Tirols Radwegenetz soll in den kommenden zwei Jahren erweitert werden. (Foto: pixabay / Anranias - Symbolbild)

Verkehrssicherheitskampagne für Radfahrer, Ausbau des Radnetzes und ein neues Kartensystem für Radfahrer - das erwartet Tirols Radfahrer in den kommenden zwei Jahren.

TIROL. Für die kommenden zwei Jahre ist eine Verkehrssicherheitskampagne für RadfahrerInnen geplant.

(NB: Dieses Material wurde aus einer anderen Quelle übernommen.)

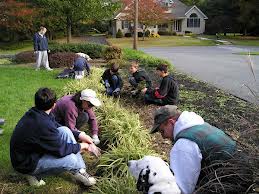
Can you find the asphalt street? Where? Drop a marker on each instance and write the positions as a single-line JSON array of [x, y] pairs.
[[216, 65]]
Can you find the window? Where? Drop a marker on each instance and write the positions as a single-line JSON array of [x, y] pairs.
[[125, 24], [193, 21], [176, 26], [163, 26]]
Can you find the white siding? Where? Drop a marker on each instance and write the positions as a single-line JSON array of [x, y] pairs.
[[199, 30]]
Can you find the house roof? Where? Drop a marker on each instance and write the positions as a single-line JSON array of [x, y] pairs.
[[178, 10]]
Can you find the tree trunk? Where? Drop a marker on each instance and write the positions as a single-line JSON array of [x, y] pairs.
[[135, 43], [69, 26]]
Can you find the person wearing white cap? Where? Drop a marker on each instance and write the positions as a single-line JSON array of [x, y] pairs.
[[76, 110]]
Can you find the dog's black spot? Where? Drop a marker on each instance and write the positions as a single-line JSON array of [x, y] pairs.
[[142, 183]]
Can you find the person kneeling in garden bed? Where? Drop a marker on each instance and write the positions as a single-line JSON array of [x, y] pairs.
[[40, 146], [112, 80], [137, 79], [76, 110], [167, 93], [196, 143]]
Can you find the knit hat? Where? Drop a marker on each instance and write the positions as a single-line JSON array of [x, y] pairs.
[[90, 96]]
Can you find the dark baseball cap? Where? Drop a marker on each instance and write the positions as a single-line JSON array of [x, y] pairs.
[[162, 114]]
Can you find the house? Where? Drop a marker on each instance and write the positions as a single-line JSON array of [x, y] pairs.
[[181, 19]]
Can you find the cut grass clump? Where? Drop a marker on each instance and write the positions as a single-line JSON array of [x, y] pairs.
[[121, 132]]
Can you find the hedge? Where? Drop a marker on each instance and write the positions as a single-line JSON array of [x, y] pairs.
[[64, 59], [25, 57], [145, 59], [93, 50]]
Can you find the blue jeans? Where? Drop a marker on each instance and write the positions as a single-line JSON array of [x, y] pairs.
[[50, 164]]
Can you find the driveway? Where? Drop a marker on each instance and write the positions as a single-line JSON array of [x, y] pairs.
[[216, 65]]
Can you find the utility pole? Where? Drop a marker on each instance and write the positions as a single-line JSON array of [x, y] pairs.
[[135, 43]]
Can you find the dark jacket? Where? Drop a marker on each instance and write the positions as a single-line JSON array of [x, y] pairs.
[[81, 64], [108, 76], [40, 43], [142, 75], [168, 90], [213, 142], [36, 134]]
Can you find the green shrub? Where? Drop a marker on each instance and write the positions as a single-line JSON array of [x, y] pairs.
[[128, 34], [112, 52], [119, 34], [64, 59], [140, 34], [145, 59], [25, 57], [93, 50], [120, 62]]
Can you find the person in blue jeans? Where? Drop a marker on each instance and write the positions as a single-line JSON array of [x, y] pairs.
[[112, 80], [39, 146]]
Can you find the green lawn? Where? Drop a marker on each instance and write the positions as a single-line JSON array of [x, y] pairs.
[[163, 41], [18, 85], [246, 53]]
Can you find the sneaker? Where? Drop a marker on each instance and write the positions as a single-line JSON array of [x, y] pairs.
[[96, 139], [85, 178], [33, 181]]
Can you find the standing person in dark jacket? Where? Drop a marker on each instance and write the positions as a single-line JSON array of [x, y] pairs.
[[40, 146], [112, 80], [41, 49], [168, 91], [76, 110], [137, 79], [80, 66]]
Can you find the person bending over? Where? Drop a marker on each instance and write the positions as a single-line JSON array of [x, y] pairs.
[[168, 91], [39, 146], [74, 111], [112, 80]]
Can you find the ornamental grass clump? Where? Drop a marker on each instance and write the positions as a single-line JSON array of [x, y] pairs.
[[122, 135]]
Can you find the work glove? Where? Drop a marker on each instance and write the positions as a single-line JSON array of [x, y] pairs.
[[94, 149], [117, 90]]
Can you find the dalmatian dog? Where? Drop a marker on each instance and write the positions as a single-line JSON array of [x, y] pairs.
[[153, 176]]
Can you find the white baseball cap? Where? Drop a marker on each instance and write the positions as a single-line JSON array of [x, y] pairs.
[[90, 96], [84, 55]]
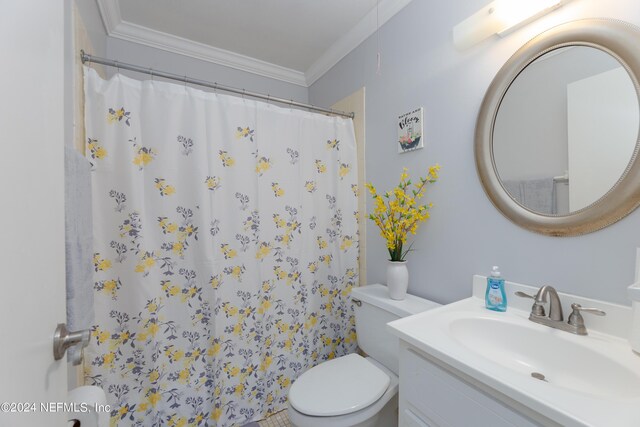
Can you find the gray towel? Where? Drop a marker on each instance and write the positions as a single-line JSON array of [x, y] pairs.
[[537, 195], [78, 243]]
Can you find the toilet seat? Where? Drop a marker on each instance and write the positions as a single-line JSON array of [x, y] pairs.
[[337, 387]]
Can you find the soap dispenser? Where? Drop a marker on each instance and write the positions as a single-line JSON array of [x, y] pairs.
[[495, 297]]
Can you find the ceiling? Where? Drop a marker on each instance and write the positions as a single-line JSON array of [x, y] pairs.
[[291, 40]]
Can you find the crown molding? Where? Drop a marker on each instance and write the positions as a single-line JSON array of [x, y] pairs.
[[118, 28], [365, 28], [160, 40]]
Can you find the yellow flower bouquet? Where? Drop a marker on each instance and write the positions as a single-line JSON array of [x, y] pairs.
[[399, 212]]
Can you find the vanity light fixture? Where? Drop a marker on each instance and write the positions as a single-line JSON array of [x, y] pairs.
[[500, 17]]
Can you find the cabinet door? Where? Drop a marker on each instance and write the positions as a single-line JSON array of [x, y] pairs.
[[436, 398]]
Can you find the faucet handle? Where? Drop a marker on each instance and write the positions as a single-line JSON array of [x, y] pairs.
[[537, 308], [576, 319], [577, 308]]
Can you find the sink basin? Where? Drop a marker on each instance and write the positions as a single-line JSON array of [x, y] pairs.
[[546, 353], [562, 378]]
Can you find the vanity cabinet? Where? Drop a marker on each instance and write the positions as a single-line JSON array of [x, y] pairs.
[[434, 396]]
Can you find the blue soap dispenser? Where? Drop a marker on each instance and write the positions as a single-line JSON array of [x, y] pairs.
[[495, 297]]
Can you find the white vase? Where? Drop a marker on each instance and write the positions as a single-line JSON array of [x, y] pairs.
[[397, 279]]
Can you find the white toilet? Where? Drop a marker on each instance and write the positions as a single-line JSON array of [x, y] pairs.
[[353, 391]]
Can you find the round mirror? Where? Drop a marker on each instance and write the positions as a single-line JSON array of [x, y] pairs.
[[557, 134]]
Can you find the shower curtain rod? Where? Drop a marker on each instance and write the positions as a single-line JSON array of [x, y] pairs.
[[131, 67]]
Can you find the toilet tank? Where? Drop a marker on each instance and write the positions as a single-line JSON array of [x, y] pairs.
[[373, 311]]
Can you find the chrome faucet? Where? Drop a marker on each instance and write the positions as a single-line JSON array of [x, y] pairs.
[[575, 325]]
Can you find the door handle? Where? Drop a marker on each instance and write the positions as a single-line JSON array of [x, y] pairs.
[[63, 339]]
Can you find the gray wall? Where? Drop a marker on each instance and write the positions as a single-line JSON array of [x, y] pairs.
[[466, 234], [179, 64]]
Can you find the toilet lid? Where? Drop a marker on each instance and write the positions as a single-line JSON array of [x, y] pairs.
[[339, 386]]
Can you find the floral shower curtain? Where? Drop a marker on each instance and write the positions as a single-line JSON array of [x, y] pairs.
[[225, 249]]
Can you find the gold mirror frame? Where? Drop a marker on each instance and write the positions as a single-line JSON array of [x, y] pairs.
[[620, 40]]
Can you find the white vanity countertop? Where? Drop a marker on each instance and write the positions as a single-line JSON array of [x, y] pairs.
[[599, 396]]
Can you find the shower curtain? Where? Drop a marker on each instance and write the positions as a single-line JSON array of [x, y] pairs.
[[225, 249]]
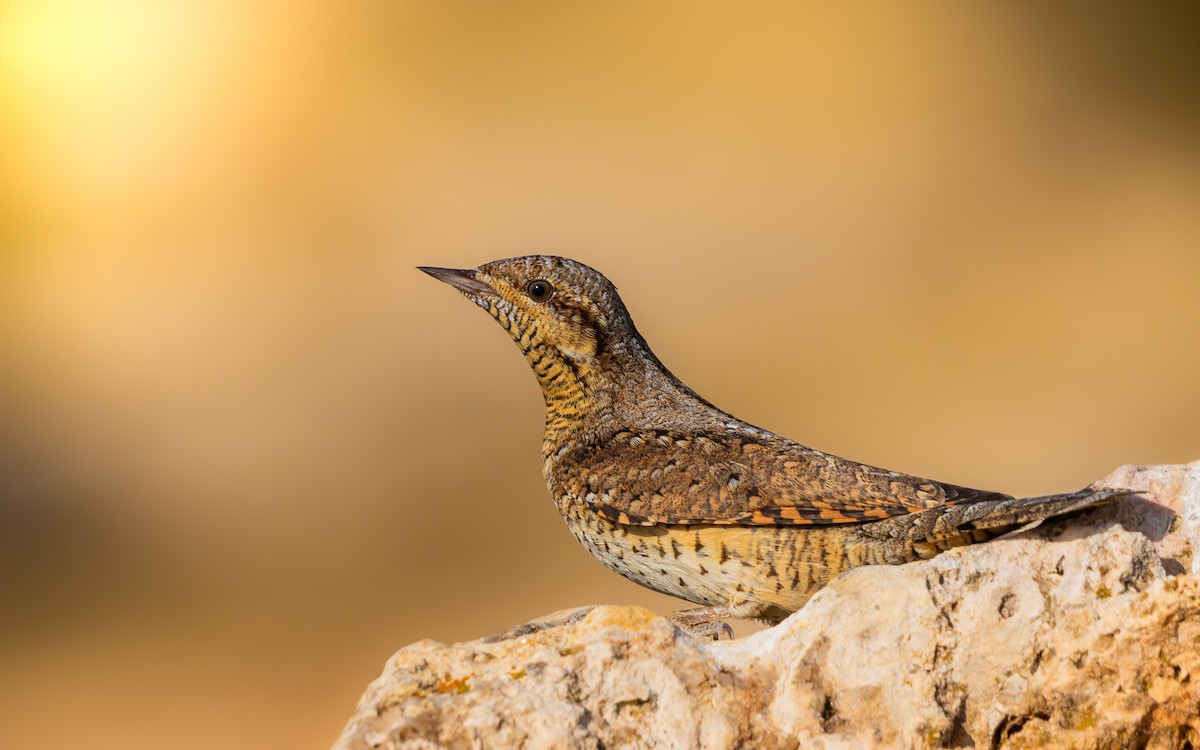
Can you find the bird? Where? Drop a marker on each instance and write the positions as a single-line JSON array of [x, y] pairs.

Mehr Sicherheit für RadfahrerInnen

Die Unfallstatistik zeigt, dass RadfahrerInnen häufig in Verkehrsunfälle verwickelt sind. Im ersten Halbjahr 2017 stieg die Zahl der Unfälle mit Radfahrbeteiligung von 364 auf 486 Unfälle. Gleichzeitig steigt auch die Zahl der Unfälle mit E-Bikes. Ein weiterer Schwerpunkt soll auch am wachsenden Radrennsport liegen. Mit der Kampagne soll in erster Linie das gemeinsame Verständnis und die gegenseitige Rücksichtnahme aller Verkehrsteilnehmenden gefördert werden.

Ausbau des Radnetzes

In den kommenden Jahren soll auch das Radnetz in Tirol ausgebaut werden. Sechs Millionen Euro hat das Land Tirol bereits in den Ausbau des Radwegenetzes investiert. Weitere 50 Kilometer werden um 15 Millionen Euro auf den neuesten Stand gebracht.

Neues Radrouting-Modul

Tiris Maps (Tirol Rauminformationssystem) soll mit der Verkehrsauskunft Österreich verbunden werden und dadurch für den Radverkehr adaptiert werden. Mit dem Radrouting-Modul sollen Radfahrer benutzerorientierte Strecken inklusive dazugehörigen Informationen wie Beschilderungen abfragen können. Die Einmalkosten für das Routingportal betragen 23.000 Euro. Im Rahmen des Tiroler Mobilitätsprogrammes werden die jährlich laufenden Kosten in Höhe von 22.000 Euro für Betreuung und Wartung gefördert.